According to government statistics Sri Lanka owes at least $5 billion to China. India has also lent $3.8 billion, Japan is owed at least $3.5 billion, and another $1 billion is due to other rich countries.

The country is seeking an International Monetary Fund (IMF) bailout. On September 1, the IMF struck a deal to provide $2.9 billion over four years to help salvage the country but reiterated that much will depend on the cooperation of the country’s existing creditors including China.

Reuters reported, on Tuesday, September 13, Investment bank Lazard started working with India, China, and Japan on Sri Lanka’s debt restructuring.  

Government sources said the bank would formally meet with private creditors, who hold about $12 billion in bonds, this weekend.

According to Samantha Power, USAID administrator, Sri Lanka seeks to emerge from its economic crisis. The U.S., as a creditor and as a member of the Paris Club, stands ready to participate in restructuring Sri Lanka’s debt. Power urged China to assist Sri Lanka, “It is imperative that all Sri Lankan creditors, most notably the People’s Republic of China, cooperate in this process openly and on comfortable terms with each other.”

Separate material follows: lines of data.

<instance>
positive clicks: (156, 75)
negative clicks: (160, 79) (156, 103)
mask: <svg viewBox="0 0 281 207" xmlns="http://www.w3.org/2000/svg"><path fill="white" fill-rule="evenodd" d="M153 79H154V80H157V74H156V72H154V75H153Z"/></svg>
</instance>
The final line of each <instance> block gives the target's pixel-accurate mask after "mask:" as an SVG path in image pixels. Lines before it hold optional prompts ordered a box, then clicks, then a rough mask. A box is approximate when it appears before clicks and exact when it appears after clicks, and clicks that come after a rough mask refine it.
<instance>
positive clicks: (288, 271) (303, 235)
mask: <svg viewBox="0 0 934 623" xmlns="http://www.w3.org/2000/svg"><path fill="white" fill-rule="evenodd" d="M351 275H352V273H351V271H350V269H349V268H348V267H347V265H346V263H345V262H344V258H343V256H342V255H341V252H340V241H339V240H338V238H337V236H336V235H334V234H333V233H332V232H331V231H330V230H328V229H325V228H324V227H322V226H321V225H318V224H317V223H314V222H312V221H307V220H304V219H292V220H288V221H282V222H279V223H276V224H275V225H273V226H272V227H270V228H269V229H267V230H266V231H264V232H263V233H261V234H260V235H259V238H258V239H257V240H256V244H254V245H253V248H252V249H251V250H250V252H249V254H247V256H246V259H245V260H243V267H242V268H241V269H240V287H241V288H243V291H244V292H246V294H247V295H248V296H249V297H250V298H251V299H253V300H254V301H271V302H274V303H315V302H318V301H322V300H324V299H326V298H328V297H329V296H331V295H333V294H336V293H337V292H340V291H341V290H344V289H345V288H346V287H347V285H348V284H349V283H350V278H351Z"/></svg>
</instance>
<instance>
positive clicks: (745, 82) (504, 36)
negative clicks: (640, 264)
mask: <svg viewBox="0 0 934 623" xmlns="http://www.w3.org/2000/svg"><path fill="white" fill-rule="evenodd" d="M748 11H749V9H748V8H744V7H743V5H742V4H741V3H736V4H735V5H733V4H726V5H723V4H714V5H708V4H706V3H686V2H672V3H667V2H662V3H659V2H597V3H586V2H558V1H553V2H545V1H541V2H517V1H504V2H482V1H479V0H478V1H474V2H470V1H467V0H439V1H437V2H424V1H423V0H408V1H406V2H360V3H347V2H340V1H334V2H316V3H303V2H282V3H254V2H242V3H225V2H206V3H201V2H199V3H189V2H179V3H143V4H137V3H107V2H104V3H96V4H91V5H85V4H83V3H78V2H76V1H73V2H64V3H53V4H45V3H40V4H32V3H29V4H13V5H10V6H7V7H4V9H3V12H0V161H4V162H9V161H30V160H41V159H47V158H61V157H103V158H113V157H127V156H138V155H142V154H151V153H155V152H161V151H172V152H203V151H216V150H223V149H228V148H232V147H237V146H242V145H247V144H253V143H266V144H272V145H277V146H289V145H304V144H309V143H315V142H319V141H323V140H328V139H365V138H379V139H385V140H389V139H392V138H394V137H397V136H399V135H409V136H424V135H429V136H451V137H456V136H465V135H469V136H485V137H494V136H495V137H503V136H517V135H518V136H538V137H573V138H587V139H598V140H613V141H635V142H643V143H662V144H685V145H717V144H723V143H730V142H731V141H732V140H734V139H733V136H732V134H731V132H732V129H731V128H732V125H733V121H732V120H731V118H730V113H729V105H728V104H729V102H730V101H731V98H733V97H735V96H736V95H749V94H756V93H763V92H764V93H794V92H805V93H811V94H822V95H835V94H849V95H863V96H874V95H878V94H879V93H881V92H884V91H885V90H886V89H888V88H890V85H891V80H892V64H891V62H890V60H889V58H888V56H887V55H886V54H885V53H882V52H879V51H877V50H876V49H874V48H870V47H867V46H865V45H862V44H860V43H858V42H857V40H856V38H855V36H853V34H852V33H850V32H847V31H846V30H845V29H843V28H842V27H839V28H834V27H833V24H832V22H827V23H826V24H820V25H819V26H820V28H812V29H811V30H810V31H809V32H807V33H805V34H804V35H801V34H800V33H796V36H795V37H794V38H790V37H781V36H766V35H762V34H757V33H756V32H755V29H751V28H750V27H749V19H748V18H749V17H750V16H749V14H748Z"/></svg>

The Chinese regime plays an increasing role as a global creditor, offering significant loans to developing countries, which often involve higher financing costs and “debt-trap diplomacy.” 
According to The Washington Post, China’s domestic politics may limit its freedom to maneuver. Chinese economic decision-makers disagree over whether they should participate in multilateral financial institutions and debt restructuring, and whether they should take losses on outstanding loans. China’s central bank and finance ministries have mainly supported debt relief efforts, but the policy banks want to avoid writing down debts and taking losses.